Monday, 21 January 2008

  • shed the clothes that have become my skin


    And to stand on my own, to be strong enough to realize what I need and what I desire; what I will compromise to gain a pathetic semblance of what I need; to finally discover that no, I will never be satisfied and there will always be a part of me to compromise my own ideals and moral standards, whatever they may be, just to take a piece of something to show off or to prove to myself that I am worth something, that I am capable of something. But what are my own ideals? I have no moral standards, but I do have ideals; and yet I've been shown over and over again that my ideals are impossible. Impossible but now I see them for what they truly are; what they want, which is not so dissimilar to what I seek.
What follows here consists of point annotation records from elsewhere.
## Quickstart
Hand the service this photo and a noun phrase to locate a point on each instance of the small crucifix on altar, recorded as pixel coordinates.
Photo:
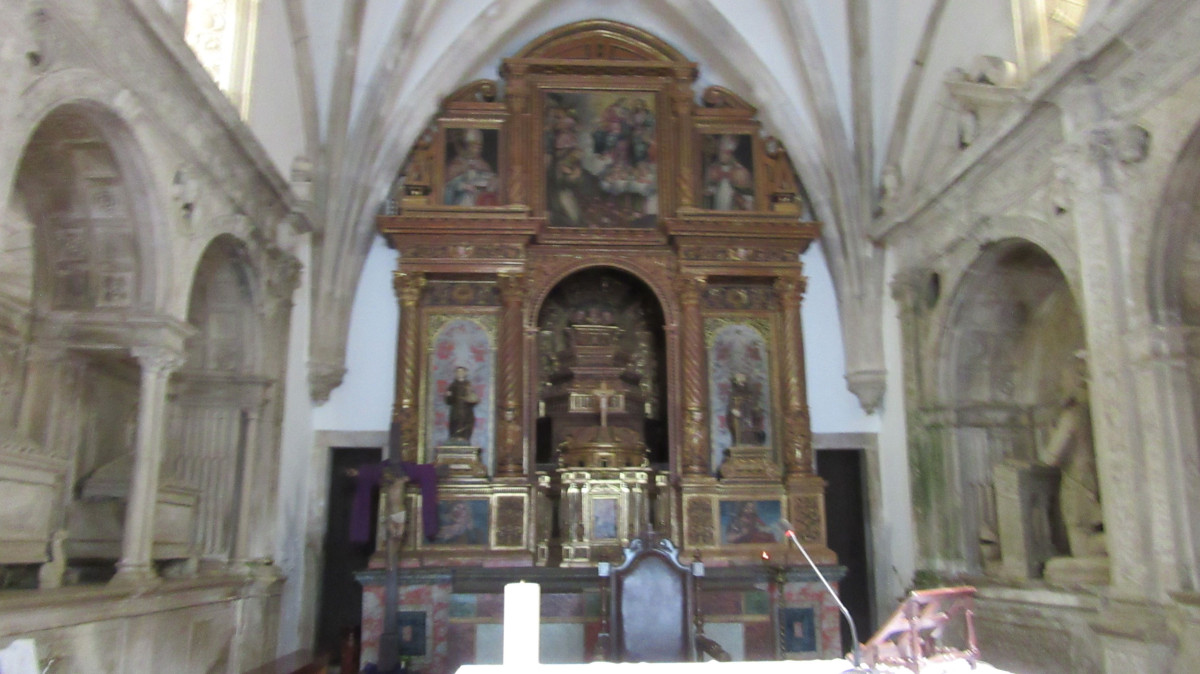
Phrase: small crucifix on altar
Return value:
(604, 393)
But to remove layers upon layers of protective armour, to absolve not just another's but your own, and to do it together... most human beings either have not the brain capacity to know how, or in my case - are unsure of their own strength and if it is possible to accomplish all of that and still remain standing in the end when it is cause for celebration because you have succeeded. Do you sacrifice yourself for the mere possibility of happiness? What a silly question... but to actually mold those actions and ideals into certainty and persuasiveness, to have the guts to go for it and do it and risk failure...

    circa 2006

Comments (1)

  • yes, risk is well, risky. How funny. I hope that you can muster up the courage to go for what you want. Its a new year. (that's how I try to rationalize it to myself anyway! lol) I have come by this old addage, "the more things change, the more they stay the same." I guess for me it is living comfortably in your own skin. Under promote, over deliver. Want any more cliches?